British Aviation - Penrose
British Aviation
The Pioneer Years 1903-1914
 
Harald Penrose
 
Product Details
Unknown Binding: 308 pages
Publisher: Putnam, London, 1967.
Publisher: Cassell; Rev. ed edition (1980)
Used Copies: Occasionally available online.
ISBN: 0304302341
 
  Description:
     This book records in great detail the work, struggles and achievemants from 1903 to 1914 of the British aviation pioneers whose foresight produced the weapons of aerial warfare for two major wars and the vehicles to spread air commerce and high-speed communication throughout the world.
     The author, an aeronautical engineer and test pilot, has had access to the unpublished papers of many of the pioneers and has undertaken immense research to produce the most detailed and analytical record of the early years.
     He describes the essential work of men like A. V. Roe, S. F. Cody, Frederick Handley Page, Geoffrey de Havilland, T. O. M. Sopwith, Hiram Maxim, George White, Robert Blackburn, Mervyn O'Gorman, Capper and others. He tells of their struggles against apathy and lack of finances and relates the aviation scene to the wider national and economic background.
     This is a fascinationg story of the recent past and one which should be read by all those now engaged in the various branches of aviation as well as all who are concetned about the national development of ideas and techniques.
     Many of the photographs which illustrate this volume have never before been published.

From the front flyleaf of the book, courtesy of Bob Davis.


     Limited numbers of this book, used, are available online from time to time. It may also be found in a few, selected libraries. Lucky for us, Bob Davis has transcribed a few paragraphs from pages 440-441 which refer to Robert Blackburn. The text from those pages can be read immediately below.

     "We need a new arm to our Service; we need it urgently, and we shall need it more and more, and that arm is Research. We need to place enquiry and experiment upon a new footing, to enlist for them and organise them, to secure the pick of our young chemists and physicists and engineers, and to get them to work systematically upon the anticipation and preparation for our future war equipment.
     At present we spend from our national funds about 18-1/2 millions a year upon education, but 14-1/2 of this, supplemented by about as much again from local resources, is consumed in merely elementary teaching. So we spend only about 4 millions a year of public money on every sort of research and education above the simple democratic level.
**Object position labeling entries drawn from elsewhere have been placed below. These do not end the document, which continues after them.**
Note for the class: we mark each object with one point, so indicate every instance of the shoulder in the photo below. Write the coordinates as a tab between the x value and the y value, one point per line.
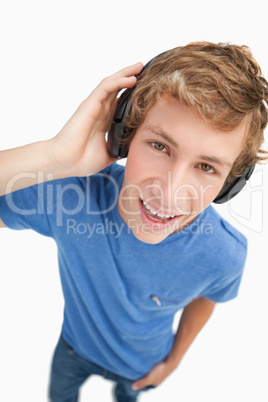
224	231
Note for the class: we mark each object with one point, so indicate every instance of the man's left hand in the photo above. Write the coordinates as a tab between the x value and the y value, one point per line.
155	376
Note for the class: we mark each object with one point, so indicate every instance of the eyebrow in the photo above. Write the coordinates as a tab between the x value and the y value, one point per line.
212	159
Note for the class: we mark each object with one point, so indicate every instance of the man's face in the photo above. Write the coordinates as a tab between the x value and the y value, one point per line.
177	164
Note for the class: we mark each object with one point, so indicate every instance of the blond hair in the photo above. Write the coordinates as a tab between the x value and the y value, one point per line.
223	82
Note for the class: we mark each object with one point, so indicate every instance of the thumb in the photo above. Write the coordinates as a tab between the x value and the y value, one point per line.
142	383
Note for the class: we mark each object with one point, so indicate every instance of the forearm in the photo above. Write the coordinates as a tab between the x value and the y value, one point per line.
27	165
193	319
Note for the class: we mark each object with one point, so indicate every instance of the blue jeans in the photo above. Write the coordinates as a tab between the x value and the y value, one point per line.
69	371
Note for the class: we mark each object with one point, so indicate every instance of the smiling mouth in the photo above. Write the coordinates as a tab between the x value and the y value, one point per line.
155	215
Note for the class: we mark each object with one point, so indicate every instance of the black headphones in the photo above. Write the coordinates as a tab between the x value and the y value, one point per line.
117	131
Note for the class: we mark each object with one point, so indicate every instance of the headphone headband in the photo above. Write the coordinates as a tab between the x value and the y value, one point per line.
115	148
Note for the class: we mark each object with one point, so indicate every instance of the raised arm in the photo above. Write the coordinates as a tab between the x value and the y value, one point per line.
80	147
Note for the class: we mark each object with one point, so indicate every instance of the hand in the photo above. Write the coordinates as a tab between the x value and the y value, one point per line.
155	376
80	147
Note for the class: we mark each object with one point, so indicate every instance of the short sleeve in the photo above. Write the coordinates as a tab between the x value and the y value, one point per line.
25	209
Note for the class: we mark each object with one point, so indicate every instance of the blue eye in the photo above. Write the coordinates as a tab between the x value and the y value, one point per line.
159	147
206	168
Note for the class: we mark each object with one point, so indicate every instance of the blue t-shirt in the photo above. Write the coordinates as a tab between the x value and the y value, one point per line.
121	294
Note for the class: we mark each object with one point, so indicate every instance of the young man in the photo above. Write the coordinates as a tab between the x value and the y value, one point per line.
138	244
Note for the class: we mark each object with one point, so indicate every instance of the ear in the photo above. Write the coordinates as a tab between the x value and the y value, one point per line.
232	188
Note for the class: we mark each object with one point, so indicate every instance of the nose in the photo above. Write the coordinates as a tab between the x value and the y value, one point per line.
175	190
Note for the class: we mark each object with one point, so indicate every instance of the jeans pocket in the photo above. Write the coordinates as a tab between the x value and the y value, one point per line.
67	347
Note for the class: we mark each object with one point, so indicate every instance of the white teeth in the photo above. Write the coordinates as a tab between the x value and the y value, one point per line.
157	213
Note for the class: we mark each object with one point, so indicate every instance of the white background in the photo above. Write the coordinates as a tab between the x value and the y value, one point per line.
53	53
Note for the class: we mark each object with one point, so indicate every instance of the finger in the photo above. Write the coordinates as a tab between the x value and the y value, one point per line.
125	78
142	383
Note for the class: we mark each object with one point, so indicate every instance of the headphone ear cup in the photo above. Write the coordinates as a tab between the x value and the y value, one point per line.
232	188
117	128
Nearly 30 millions for the foundation, and only a seventh for the edifice of will and science! Is it any marvel that, we show ourselves, in comparison with the more virile nations of the continent to be backwards, unorganised, unimaginative, unenterprising?
     Within the limits of finance which the little group of British aircraft companies could raise there was, very considerable initiative, though undirected to any common purpose except individual survival. As an example, the Blair-Atholl Aeroplane Syndicate had continued development of Dunne's tail-less machines at Eastchurch, managed by Dick Fairey on a shoe-string, and now succeeded in selling a constructional license to the French Astra Company. Similarly, Robert Blackburn, living from hand to mouth, had managed to sell one or two aeroplanes privately, and recently obtained an order for a fairly large single-seater monoplane for Cyril Foggin, a new enthusiast, and in its construction showed further early development, even though for cheapness there was reversion to wood construction.
     Robert Blackburn had been joined by a man of the same surname though unrelated, Harold Blackburn, who had learned to fly at Filey and then operated his namesake's Flying School at Hendon. Many week-ends were spent making exhibition flights in northern counties, and money from them and the school went a long way towards paying a draughtsman and the 14 or 15 men who Robert Blackburn managed to employ. One of his earliest helpers had gone, for Harry Goodyear, after a glorious spell of open-air freedom moving with Benny Hucks from town to town during exhibitions of Mercury, had joined the staff of A.V. Roe & Co., Ltd."